Trametinib plus 4-methylumbelliferone exhibits antitumor effects by ERK blockade and CD44 downregulation and affects PD1 and PD-L1 in malignant pleural mesothelioma

Journal of Thoracic Oncology: Official Publication of the International Association for the Study of Lung Cancer 2016 November 17 [Epub ahead of print] [Link]
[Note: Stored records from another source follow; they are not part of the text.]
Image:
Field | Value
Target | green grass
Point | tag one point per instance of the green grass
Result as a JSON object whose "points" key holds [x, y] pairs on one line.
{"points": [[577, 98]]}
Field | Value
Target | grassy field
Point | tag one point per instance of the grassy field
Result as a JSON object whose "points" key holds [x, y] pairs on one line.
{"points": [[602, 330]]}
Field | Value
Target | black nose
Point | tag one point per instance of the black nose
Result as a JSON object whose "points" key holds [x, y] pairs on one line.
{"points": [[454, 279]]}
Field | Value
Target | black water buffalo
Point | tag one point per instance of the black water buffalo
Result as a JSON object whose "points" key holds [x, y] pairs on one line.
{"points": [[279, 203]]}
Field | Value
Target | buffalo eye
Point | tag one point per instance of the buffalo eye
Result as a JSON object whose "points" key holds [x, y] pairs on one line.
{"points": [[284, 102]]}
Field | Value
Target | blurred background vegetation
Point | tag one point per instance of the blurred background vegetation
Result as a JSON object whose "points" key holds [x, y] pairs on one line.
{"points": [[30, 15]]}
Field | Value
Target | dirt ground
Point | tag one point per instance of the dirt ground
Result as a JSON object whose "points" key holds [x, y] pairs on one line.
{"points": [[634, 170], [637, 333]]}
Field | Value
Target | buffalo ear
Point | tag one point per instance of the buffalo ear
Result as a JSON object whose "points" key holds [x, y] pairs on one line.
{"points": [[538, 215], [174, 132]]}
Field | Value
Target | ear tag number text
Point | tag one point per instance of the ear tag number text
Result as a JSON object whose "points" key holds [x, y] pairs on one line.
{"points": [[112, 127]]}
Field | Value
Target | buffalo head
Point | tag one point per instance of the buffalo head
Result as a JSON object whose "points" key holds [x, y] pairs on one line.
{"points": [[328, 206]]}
Cho H, Matsumoto S, Fujita Y, Kuroda A, Menju T, Sonobe M, Kondo N, Torii I, Nakano T, Lara PN, Gandara DR, Date H, Hasegawa S


Malignant pleural mesothelioma (MPM) is a highly aggressive malignancy in which the mitogen-activated protein kinase (MAPK) pathway plays a critical role in the regulation of tumorigenesis. Hyaluronan (HA) is a major component of the extracellular matrix, and elevated HA levels, with a concurrent increase in malignant properties, are associated with MPM.
We evaluated the effects of trametinib, a MAPK kinase enzyme (MEK) inhibitor, and 4-methylumbelliferone (4-MU), an HA synthesis inhibitor, alone and in combination on MPM cells in vitro and in vivo. We studied the effects of trametinib, 4-MU, and their combination on MPM cells using cell viability assays, western blot analysis, and a mouse xenograft model.
Trametinib and 4-MU exhibited anti-proliferative activity in MPM cells. Trametinib blocked MEK-dependent extracellular signal-regulated kinase (ERK) phosphorylation and decreased CD44 expression in a concentration-dependent manner. Trametinib inhibited the expression of Fra-1, the activator protein-1 (AP-1) component, and inhibited ERK phosphorylation and decreased CD44 expression. 4-MU inhibited ERK phosphorylation, but not CD44 expression. In a mouse xenograft model, trametinib and 4-MU alone suppressed tumor growth compared to a control. The combination had a greater inhibitory effect than either monotherapy. Immunohistochemical analysis showed that trametinib treatment alone significantly reduced PD-L1 expression. Furthermore, the combination of trametinib and 4-MU resulted in higher expression of PD1 and PD-L1 than did the 4-MU treatment alone.
Our results suggest that trametinib and 4-MU are promising therapeutic agents in MPM and that further study of the combination is warranted.